It's pretty common that folks building streaming platforms still need to onboard batches of data, often provided by 3rd parties via cloud object storage. A pattern I've come across:

1. 3rd party packages up structured data (xml, json, etc.) into archive like a compressed tarball.
2. 3rd party uploads it to a bucket in S3, GCS, Azure Blob, etc.
3. Streaming platform relies on some scheduled or triggered service to process the data.
4. Data ends produced into a topic for downline consumption.

Using things like Apachi Nifi, Apache Flink, or Apache Kafka Connect to address step 3 is often:

• overkill -- platforms like Flink can do batch processing, but work best for stateful stream transformations
• painful -- you need to deploy and manage backing infrastructure due to n-tiered design (e.g. control vs. task nodes)

Since cloud providers all have some form of triggerable serverless application frameworks where some code can be invoked automatically when an object appears in a bucket, the simplest way to package up the ETL would be in a single "lambda function" app invoked on-demand and only when needed.

Luckily, Redpanda Connect (f.k.a. Benthos) scales down quite well!

So, why not just trigger a Redpanda Connect "job" using AWS Lambda?

The original Benthos project supported "serverless" deployments, but assumed you wanted to develop a pipeline and output strategy based on processing just the incoming raw event from the trigger. In this case, that means we still need to go fetch the object in S3...and currently there's no processor for that.

However! There is an AWS S3 input. We just need to programatically configure it.

This project provides a 2-phase approach to processing S3 objects on creation:

1. http.yaml -- an "outer" RP Connect configuration uses http_client inputs and outputs to receive and response to the AWS Lambda service, receiving the event when triggered and providing a response when completed. It takes the event data and calls out to...
2. config.yaml -- an "inner" RP Connect configuration that uses aws_s3 input and kafka_franz output along with a processing pipeline to do the unpacking and transformation of the gzipped tarballs of json documents.

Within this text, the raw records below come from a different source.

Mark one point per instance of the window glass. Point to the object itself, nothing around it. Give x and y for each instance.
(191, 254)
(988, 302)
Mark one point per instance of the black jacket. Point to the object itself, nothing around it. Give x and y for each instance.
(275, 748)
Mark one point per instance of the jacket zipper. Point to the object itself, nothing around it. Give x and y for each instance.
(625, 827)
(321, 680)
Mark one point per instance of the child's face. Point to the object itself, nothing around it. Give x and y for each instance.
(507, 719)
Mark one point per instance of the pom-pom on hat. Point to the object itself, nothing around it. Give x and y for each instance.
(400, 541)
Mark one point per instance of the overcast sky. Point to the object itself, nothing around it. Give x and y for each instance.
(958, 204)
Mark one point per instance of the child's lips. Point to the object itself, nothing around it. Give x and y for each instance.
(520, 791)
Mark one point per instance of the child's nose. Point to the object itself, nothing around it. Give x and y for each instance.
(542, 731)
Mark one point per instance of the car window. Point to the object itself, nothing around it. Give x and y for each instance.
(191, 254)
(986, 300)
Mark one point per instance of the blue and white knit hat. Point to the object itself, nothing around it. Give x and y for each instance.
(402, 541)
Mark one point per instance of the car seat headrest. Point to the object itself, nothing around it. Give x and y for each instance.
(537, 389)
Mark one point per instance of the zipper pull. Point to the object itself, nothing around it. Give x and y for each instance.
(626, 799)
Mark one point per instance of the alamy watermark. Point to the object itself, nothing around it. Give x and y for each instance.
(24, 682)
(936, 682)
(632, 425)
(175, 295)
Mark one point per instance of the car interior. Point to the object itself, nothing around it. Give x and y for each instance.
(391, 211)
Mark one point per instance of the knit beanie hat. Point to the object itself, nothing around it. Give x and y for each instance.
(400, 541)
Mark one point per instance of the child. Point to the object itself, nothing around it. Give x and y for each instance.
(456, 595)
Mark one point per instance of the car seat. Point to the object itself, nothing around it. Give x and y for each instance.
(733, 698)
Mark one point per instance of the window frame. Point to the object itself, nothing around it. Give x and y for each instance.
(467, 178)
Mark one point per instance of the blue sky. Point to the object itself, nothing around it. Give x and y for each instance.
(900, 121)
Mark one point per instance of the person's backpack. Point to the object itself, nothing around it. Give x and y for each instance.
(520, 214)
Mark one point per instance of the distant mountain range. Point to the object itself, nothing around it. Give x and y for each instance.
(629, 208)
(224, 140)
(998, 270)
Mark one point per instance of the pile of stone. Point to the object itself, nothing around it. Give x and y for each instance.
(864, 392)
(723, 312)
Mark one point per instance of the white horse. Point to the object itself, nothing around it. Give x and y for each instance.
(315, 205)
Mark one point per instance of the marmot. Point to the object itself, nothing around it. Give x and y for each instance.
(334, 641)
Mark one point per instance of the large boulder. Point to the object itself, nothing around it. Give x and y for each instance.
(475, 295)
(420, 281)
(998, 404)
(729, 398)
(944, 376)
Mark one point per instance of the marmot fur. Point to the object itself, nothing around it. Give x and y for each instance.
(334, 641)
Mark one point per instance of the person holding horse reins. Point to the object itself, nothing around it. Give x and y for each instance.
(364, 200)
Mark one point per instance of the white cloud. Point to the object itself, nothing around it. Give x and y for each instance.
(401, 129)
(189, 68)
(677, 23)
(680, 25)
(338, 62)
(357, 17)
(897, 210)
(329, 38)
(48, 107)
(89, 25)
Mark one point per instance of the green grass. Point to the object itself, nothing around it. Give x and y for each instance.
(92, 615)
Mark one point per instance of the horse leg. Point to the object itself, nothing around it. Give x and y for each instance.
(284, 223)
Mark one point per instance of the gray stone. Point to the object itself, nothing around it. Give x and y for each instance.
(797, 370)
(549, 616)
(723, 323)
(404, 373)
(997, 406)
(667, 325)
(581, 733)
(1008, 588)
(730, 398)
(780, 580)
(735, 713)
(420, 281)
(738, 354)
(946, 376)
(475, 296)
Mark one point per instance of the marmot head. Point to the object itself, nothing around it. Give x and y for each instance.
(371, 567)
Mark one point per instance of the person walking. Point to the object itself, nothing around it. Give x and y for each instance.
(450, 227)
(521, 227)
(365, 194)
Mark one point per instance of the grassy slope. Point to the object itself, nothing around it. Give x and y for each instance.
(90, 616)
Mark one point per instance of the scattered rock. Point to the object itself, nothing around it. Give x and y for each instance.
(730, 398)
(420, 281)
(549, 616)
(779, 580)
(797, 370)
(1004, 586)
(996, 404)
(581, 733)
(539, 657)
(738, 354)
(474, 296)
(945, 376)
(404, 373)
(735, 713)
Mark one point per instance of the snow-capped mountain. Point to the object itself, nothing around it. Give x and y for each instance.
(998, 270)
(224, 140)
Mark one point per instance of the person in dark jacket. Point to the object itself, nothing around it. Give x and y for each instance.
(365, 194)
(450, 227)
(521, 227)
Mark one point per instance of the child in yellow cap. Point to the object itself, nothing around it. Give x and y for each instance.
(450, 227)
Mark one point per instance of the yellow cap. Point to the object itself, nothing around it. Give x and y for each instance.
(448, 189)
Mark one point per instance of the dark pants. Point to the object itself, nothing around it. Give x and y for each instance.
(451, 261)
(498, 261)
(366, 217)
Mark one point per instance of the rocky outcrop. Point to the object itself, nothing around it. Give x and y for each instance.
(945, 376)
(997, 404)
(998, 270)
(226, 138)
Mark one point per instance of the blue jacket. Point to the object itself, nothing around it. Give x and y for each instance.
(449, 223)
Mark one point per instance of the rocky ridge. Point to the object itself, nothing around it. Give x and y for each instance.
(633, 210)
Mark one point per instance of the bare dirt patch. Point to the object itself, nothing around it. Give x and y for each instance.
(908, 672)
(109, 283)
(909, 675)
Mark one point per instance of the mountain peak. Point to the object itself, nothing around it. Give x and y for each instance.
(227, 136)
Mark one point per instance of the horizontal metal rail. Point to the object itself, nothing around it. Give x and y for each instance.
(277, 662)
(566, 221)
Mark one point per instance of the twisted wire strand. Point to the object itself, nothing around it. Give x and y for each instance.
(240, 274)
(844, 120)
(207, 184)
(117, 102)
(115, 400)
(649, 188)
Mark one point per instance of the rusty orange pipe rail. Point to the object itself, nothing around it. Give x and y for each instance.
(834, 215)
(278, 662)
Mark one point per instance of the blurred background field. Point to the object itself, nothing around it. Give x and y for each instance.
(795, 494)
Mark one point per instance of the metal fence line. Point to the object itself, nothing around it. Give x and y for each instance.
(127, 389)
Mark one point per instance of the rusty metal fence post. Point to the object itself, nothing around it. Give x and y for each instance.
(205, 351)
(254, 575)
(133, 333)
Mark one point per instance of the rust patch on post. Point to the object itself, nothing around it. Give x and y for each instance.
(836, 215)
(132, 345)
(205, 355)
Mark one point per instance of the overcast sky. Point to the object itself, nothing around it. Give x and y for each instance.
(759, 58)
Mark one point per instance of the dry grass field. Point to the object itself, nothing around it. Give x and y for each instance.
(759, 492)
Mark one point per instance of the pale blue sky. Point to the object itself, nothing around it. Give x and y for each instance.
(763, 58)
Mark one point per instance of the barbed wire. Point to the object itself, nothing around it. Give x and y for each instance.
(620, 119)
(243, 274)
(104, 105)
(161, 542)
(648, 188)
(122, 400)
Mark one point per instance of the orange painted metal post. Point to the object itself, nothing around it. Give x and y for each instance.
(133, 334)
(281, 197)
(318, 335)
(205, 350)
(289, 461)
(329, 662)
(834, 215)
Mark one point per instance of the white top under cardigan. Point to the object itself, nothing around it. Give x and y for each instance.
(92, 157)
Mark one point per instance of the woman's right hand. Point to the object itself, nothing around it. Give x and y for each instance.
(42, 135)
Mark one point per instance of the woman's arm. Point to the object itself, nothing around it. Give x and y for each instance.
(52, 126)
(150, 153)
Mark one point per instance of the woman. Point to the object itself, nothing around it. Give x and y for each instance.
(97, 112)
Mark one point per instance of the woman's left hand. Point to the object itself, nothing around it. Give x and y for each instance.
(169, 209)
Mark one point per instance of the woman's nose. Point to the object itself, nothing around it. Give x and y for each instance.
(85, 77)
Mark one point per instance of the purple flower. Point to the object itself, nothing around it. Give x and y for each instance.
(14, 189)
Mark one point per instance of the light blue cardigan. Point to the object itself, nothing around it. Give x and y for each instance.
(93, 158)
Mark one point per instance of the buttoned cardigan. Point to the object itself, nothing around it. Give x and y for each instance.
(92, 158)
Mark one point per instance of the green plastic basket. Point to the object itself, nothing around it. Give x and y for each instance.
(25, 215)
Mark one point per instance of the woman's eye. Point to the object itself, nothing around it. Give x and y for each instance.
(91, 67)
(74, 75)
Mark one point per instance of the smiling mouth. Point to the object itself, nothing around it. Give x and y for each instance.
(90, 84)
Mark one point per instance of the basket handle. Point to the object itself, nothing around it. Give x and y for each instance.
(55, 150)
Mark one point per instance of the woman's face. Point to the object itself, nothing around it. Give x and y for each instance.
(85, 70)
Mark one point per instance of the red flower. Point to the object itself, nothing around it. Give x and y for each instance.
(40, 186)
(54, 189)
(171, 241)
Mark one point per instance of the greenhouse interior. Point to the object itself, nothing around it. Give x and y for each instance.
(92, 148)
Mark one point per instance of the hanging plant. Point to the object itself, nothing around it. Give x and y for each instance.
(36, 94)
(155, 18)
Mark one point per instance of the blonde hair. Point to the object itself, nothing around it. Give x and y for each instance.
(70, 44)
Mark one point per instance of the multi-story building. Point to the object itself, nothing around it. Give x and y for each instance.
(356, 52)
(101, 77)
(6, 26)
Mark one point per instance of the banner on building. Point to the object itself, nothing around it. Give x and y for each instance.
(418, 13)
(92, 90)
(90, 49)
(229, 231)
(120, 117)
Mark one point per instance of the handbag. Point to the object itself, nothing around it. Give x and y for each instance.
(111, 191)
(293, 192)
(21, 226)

1. 3rd party service generates gzipped tarball of ndjson (newline-delimitted JSON) files, each containing numerous JSON documents.
2. 3rd party uploads the file into the S3 bucket.
3. S3 bucket invokes Lambda function.
4. If one isn't running, AWS Lambda spins up an instance.
5. The "outer" logic polls the HTTP endpoint to retrieve the event, extracts details (e.g. bucket, object key, etc.) and invokes the "inner" logic using a command processor, overriding config used by the aws_s3 input via cli args. The access credentials for Redpanda are retrieved using an HTTP client calling AWS's Secrets Lambda Extension.
6. The "inner" logic retrieves the object, processes it, and publishes to a topic configured on the kafka_franz output
7. The "outer" logic takes over and sends an HTTP POST to let Lambda know the result (pass/fail) using an http_client output.

There are two phases to deployment:

1. Packaging up the application.
2. Deploying the AWS infrastructure.

You should be able to just run the build.sh script. It will package up the Redpanda Connect configuration files (the yaml files), download a particular Linux arm64 release of rpk, and assemble the Lambda layer zip files.

For AWS, it's easiest to use the AWS environment variables for authentication. Grab those from your account and export them.

export AWS_ACCESS_KEY_ID="your-key-kid"
export AWS_SECRET_ACCESS_KEY="some-access-key"
export AWS_SESSION_TOKEN="you-long-long-session-token"

If you make config changes, make sure to re-run build.sh.

Deployment uses Terraform / OpenTofu. All you need is an AWS account you have permissions to create infrastructure in, including IAM roles/policies, S3 buckets, and Lambda functions. You also should have a Redpanda instance accessible from the Lambda function, so go grab one at: https://cloud.redpanda.com/sign-up

To keep it simple, prepare a Terraform variables file terraform.tfvars like the one below, but with your unique details.

s3_bucket_name = "my-cool-bucket"
redpanda_bootstrap = "tktktktktktkt.any.us-east-1.mpx.prd.cloud.redpanda.com:9092"
redpanda_topic = "documents"
redpanda_username = "my-redpanda-user"
redpanda_password = "my-super-cool-password"
redpanda_use_tls = true
redpanda_delete_objects = true

Then fire off the deployment:

tofu apply

You should now be able to drop gzipped tarballs of ndjson into the S3 bucket and watch the fireworks.

The terraform stuff probably won't pick up on zip file / layer changes. I haven't tested that part. If you make a config change and re-run build.sh, keep that in mind. It might be easiest to run tofu destroy and then tofu apply to rebuild the environment.